I was never able to get this looking right in C1. However Nikon's version got it with no fiddling.
http://paintboxphotography.com/img/s12/v171/p1333623897-5.jpg
http://paintboxphotography.com/img/s2/v73/p1333623900-5.jpg
I have written a small "guide" to what images we would like to see, here: viewtopic.php?f=55&t=20316&st=0&sk=t&sd=a&start=30#p952220 -
[quote="Grant Kernan" wrote:
It does seem like a lot of work time and effort to discover how to make better base characteristics...Characteristics which do not clip the highlights and are neutral and colour metrically correct...but this is exactly what I require.
When I signed on with CO version 4 or 5, the colour from my D200 was better than I could get elsewhere.

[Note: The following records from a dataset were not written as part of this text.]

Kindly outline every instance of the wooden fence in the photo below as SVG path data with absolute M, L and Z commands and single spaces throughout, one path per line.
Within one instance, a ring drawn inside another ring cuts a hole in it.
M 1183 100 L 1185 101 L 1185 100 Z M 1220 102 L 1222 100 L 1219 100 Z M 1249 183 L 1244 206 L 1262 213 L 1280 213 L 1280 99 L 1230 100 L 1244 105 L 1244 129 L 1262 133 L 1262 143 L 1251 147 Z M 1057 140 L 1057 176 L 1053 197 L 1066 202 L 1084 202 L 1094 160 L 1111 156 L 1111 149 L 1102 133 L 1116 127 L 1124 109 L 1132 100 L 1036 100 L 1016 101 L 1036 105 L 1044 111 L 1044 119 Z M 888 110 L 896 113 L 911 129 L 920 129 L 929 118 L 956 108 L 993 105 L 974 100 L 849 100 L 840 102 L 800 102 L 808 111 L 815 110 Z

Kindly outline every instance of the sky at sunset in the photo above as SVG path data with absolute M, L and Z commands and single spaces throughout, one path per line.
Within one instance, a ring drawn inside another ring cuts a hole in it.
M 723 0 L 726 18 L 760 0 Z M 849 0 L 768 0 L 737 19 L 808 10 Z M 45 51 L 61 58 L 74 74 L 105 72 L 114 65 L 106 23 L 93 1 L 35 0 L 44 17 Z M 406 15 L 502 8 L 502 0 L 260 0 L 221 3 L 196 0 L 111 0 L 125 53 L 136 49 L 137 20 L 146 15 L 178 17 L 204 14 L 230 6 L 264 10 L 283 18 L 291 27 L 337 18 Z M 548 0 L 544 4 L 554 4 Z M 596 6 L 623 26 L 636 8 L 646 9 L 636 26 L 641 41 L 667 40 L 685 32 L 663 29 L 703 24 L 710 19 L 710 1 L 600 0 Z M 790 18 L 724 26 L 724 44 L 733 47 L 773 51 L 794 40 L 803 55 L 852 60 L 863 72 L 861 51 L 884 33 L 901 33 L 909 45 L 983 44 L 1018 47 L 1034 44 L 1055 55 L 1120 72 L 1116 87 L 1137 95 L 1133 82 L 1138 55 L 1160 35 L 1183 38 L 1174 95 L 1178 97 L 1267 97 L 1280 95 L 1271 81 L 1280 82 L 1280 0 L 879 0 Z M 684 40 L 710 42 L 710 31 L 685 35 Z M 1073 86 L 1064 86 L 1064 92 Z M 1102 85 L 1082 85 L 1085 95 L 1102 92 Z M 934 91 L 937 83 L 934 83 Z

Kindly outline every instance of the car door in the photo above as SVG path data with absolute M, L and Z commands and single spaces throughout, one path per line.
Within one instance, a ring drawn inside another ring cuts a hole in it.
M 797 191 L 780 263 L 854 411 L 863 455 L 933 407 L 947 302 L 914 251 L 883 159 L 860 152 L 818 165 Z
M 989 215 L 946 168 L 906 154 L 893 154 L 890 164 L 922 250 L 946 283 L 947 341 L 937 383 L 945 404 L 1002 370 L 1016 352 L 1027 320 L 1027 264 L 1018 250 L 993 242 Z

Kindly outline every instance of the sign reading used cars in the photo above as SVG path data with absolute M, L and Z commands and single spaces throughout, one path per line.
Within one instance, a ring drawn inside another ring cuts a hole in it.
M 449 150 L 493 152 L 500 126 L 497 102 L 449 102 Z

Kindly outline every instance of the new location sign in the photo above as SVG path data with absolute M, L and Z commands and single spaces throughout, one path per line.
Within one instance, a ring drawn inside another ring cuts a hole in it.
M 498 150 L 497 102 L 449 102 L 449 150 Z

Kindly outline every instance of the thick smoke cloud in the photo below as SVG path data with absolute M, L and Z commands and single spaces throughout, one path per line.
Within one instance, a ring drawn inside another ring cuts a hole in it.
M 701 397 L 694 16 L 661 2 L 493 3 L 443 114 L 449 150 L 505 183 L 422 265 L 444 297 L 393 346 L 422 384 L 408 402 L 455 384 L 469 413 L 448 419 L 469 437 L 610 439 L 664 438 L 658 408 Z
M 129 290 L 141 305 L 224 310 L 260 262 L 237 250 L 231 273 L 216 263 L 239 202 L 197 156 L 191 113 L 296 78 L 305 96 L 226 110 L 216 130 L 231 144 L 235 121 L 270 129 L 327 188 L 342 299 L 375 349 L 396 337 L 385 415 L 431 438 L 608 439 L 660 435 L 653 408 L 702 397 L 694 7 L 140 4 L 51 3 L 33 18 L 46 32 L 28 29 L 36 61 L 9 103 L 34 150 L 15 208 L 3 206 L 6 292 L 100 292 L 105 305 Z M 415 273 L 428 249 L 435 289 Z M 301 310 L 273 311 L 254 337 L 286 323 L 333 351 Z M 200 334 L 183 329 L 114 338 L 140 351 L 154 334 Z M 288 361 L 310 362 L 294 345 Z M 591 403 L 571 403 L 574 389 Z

Not so with version 8 and the D800.
So why could they get it right back then and not now?
We may never know the answer, but to guess, the camera companies are constantly changing the SPECS OF THE image leaving the RAW converter software companies in a scramble! Adobe and others are having the same problems!0 -
We may never know the answer, but to guess, the camera companies are constantly changing the SPECS OF THE image leaving the RAW converter software companies in a scramble! Adobe and others are having the same problems!
Yeah, that's what really gets my blood to boiling. If you are a camera company, stick to camera stuff and leave the software to the software guys.
Canon, Nikon, etc keep their WB crap a big secret. It's just silly. Make it open so that the customer can more freely use your product. It could increase the sales of hardware.
Imagine if a camera company in the 70's decided they would also be in the film business and made it so that you couldn't use any other film in their cameras, and instead had to use Nikon Nikormax film or else the colors would be off. They would swiftly be out of business.